DAYS OF AWE by A.M. Homes
Viking, 304 pp., $25.00

But the best of the stories contain no magic at all except the ordinary kind. In “The National Cage Bird Show,” a young Manhattanite strikes up an online friendship with a man who claims to be deployed in Afghanistan. Together they colonize a budgerigar appreciation forum, to the other users’ dismay (“Can we please stay on topic? Do any of you feed grapes to your birds?”). It is impossible for them to verify each other’s identity, or to predict whether they will meet in real life. But together they discuss death and birds, violence and mothers.

“Ordinary” families contain enough horror and evil and wonder, A. M. Homes appears to conclude in this collection. There is so much to say that her characters seem to burst out of the narratives that hold them. The most explicit expression of this principle comes in the many conversations in Days of Awe that play out through ventriloquy.

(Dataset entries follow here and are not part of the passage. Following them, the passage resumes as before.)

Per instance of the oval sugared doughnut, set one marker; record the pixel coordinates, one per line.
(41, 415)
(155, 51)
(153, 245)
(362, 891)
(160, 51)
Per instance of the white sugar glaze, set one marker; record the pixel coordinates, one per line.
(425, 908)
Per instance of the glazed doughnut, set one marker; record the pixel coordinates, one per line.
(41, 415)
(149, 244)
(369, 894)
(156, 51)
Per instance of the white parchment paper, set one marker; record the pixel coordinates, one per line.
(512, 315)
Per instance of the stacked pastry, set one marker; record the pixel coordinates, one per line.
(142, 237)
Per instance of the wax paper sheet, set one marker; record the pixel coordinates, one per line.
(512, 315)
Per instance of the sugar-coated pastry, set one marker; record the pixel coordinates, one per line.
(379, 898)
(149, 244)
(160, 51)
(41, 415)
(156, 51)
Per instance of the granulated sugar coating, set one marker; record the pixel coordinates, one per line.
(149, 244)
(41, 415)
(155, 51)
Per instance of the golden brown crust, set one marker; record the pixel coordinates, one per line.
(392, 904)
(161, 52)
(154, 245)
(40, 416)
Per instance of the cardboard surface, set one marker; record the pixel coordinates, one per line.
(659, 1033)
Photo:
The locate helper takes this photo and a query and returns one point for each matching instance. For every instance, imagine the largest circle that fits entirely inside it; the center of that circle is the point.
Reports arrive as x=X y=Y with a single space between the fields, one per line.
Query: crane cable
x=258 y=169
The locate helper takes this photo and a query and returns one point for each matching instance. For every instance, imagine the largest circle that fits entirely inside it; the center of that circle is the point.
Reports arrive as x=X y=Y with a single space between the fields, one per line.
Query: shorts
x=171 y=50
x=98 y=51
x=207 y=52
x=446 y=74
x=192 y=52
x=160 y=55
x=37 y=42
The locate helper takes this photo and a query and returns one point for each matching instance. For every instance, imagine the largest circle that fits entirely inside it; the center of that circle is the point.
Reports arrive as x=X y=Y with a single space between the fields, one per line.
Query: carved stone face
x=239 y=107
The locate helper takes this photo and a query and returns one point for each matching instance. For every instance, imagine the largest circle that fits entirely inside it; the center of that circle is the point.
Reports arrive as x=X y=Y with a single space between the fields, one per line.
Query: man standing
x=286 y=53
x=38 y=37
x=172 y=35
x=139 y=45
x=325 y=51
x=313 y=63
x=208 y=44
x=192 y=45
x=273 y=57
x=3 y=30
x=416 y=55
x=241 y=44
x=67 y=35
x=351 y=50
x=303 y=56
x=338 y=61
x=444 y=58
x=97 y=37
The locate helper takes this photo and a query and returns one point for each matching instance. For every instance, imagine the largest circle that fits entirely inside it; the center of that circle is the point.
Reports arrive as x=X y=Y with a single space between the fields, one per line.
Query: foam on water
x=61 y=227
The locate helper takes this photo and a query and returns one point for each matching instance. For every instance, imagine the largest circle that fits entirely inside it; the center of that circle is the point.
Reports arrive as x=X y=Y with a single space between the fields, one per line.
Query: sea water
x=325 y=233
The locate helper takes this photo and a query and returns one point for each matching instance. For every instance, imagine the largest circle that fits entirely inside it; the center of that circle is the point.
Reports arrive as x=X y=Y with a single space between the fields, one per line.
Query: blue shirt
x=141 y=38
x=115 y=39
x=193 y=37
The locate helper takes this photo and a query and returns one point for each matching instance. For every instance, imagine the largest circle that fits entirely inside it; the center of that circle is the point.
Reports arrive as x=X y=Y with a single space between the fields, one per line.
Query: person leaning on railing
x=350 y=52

In “All is Good Except for the Rain,” two old friends, Genevieve and Sarah, replay the divorce between Sarah and her husband. “‘Did you tell the kids yet?’ Genevieve says.” Sarah, across the table, replies, “‘“No.”’” Genevieve again: “‘“Why not?”’” That’s a thick layer of quotation marks, because I am quoting the story that quotes characters quoting other characters, who are offstage. Sarah’s husband left her in a flurry of complaints about her tits, which have become too hard, in his opinion. Sarah was “left without words,” she says, when he did this. The friends convert the passive experience of being struck dumb into a great complex heap of words that they own. They act out the marriage crisis in a play, collaborating to create or affirm the reality that they share.  

Shared language begets control over reality, which can be very terrible. In the collection’s title story, a character called “Transgressive Novelist” (a cipher for Homes herself?) attends a conference on “Genocide(S).” There, she meets an old friend—“War Correspondent”—to whom she is inextricably attracted, even though she has a partner back home. These two writers, the man and the woman, are both drawn over and over again to the genocide. They are professional witnesses. She writes fiction about the impact of the Holocaust on subsequent generations. He takes his notepad and camera to the places where children are blown up.

Together, the pair contemplate their own motivations. But in the story’s finest moments, Transgressive Novelist and War Correspondent speak to each other, like Sarah and Genevieve, through voices that are sort of their own but not quite. “Ah, Erike, I wanted a weekend like when we were young and used to play hide-and-seek in the pickle barrel, before we had so much responsibility…,” she says, becoming a put-upon Jewish mother of generations past. 

“Remind me, how many kinder do we have?”

“Ten,” he says.

“So many,” she says, surprised. “And I gave birth to them all?”

“Yes,” he says. “The last three it was less like a birth and more like they just arrived in time for dinner.”

They are cute together, funny. Both writers are pulled, perhaps dragged, into obliterative violence. But by assuming the identities of their grandparents, they can relinquish their roles as witnesses and instead exist. Pretending to be other people is a very good way to at last become comfortable in one’s own heritage.

Has Homes lost interest in being nasty and grotesque? Perhaps it has stopped being so fun. Or, perhaps, she has returned to the same territory, the American family, but has turned inward rather than outward. There are all sorts of funny little rooms, forgotten corners inside this old house, she seems to say in Days of Awe. No need to burn it down. In its hard-earned ease among the perils of the American home, Days of Awe feels like an authentic step forward in a career that is continuing to mature.